第3号被保険者に関する代表的な不満は保険料を収めないのに基礎年金がもらえるのは、保険料を納めている被保険者と比べ不公平であるというものでしょう。本題に入る前に、まずこの点を明確にしておきましょう。良く見かける誤りは次のようなものです。

第1号被保険者、第2号被保険者は国民年金保険料を納付している。第3号被保険者は納付していない。

これは誤りです。正しくは次の通りです。

国民年金保険料を納付しているのは第1号被保険者のみ。第2号被保険者、第3号被保険者は納付していない。

ではどうなっているのでしょうか。基礎年金の費用は半分は国が持ちますが残りは国民年金保険料(積立金を含む)と厚生年金、共済年金が分担しています。厚生年金全体として、あるいは共済組合から、毎年次の額が納付されています。(国民年金法第94条の2、3、4)

基礎年金の給付に要する費用 ×第2号と第3号の被保険者の総数
国民年金被保険者総数

厳密には数に入れるための条件がありますが、ざっくりこうだと思って下さい。これを基礎年金拠出金と言います。つまり第3号被保険者が負担すべき分は厚生年金や共済組合の保険料を納めている第2号被保険者が負担しているということができます。

このことから、第1号被保険者が第3号被保険者に対し不公平だというのは見当はずれであることが分かります。
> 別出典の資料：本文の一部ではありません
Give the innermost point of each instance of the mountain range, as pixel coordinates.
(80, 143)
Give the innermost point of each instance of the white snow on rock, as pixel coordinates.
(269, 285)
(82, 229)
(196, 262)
「不公平」という不満が言える者がいるとすると、被扶養配偶者を有していないにもかかわらずその分の費用も負担させられていることになる第2号被保険者です。すなわち第2号被保険者のうちの、独身者、共働きで夫婦共に被用者年金の被保険者である者、妻の年収が130万円以上のため国民年金に加入している者です。

2.問題の大きさはどの程度か

本題に入る前に寄り道させてください。問題の金額的な大きさがどの程度なのかイメージを把握しておくことは無駄ではないと思います。次節以降の本題には関係ない話なので興味のない方はこの節跳ばしてください。

公的年金の財政の面から

第3号被保険者のために第2号被保険者が負担している額はどの程度で、またそれは公的年金の中でどれだけの大きさを占めているのでしょうか。これを知るための資料は以下があります。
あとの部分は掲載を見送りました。